Las Vegas Sun

April 23, 2024

Murderer faces life in California man’s shooting

Now that jurors in the Darris Taylor murder trial have convicted him of first-degree murder and robbery, they must decide whether he should spend the rest of his life in prison without the possibility of parole.

Prosecutors Melisa De La Garza and Philip Brown and Deputy Special Public Defender Dayvid Figler were to argue their sides this afternoon before District Judge Mark Gibbons.

After two days of deliberations, the jurors convicted Taylor on Friday of robbing and killing Charles Melvin Rayford, 28, on March 2, 1996.

The prosecutors argued that Taylor, 26, shot Rayford three times in the head and face a couple of days after Rayford came to Las Vegas from California to post a surety bond for him.

Fingerprints found at the scene belonged to Taylor, and Taylor was found with Rayford's cell phone, clothes, necklace and Super Bowl XXX jacket, according to court records. Rayford was found stripped to his boxer shorts.

A bullet found in the ceiling of Taylor's room is the same caliber as the bullets found in Rayford's skull.

Moreover, a girlfriend of Taylor's told police he had asked her to help him kill a man from California.

Figler argued that the evidence against Taylor is purely coincidental.

Taylor and Rayford had been together in the hours before Rayford's body was found in his motel room, but they had separated hours before, Figler said. They had separated at Taylor's home and Taylor doesn't have a car.

While Taylor and Rayford were friends, Taylor was not the only person Rayford knew in Las Vegas, Figler said.
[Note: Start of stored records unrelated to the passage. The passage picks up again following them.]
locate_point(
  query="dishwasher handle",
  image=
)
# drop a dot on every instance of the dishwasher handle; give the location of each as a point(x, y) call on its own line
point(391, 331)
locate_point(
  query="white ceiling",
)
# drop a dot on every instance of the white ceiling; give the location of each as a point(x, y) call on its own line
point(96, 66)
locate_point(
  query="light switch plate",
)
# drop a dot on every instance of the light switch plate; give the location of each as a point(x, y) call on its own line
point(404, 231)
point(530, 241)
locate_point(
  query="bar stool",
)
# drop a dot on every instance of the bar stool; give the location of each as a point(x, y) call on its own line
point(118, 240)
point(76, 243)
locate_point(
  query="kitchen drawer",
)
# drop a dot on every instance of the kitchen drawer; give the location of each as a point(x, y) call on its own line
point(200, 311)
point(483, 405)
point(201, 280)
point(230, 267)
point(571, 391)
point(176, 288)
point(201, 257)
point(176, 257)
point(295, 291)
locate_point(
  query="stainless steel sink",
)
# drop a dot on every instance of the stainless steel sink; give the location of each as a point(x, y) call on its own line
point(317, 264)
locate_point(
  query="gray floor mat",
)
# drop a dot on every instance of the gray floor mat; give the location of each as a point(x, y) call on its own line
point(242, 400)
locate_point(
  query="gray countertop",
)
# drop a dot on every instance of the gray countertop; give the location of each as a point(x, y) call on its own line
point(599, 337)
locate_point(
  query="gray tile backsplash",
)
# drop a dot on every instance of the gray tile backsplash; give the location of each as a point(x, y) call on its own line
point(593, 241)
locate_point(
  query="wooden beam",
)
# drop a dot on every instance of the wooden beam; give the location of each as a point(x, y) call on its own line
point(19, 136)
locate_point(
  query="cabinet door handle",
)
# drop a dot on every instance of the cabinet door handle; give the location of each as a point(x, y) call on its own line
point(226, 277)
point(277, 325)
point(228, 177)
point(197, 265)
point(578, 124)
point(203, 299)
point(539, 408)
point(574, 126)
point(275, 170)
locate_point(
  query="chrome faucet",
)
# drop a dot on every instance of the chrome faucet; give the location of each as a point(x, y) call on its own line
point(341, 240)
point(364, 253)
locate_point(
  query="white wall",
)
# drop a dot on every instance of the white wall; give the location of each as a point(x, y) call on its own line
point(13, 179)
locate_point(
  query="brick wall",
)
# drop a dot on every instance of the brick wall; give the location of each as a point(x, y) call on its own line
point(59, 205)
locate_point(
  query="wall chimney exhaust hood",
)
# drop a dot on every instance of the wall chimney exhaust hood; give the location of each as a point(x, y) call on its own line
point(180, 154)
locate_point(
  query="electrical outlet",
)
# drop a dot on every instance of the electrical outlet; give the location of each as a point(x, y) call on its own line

In fact, at least two witnesses verified that Taylor was not the man that Rayford checked into his room with a couple of days before his death.

No one disputes that Rayford was at Taylor's home earlier the night he was killed, so why couldn't he have left his clothes there, Figler asked the jury.

As far as the clothing goes, Figler pointed out to the jury that prosecutors can't explain what happened to the black warm-up suit Rayford checked into his motel room in. They weren't among the items found in Taylor's possession.

The jury began deliberating Wednesday and came back with their verdict Friday afternoon.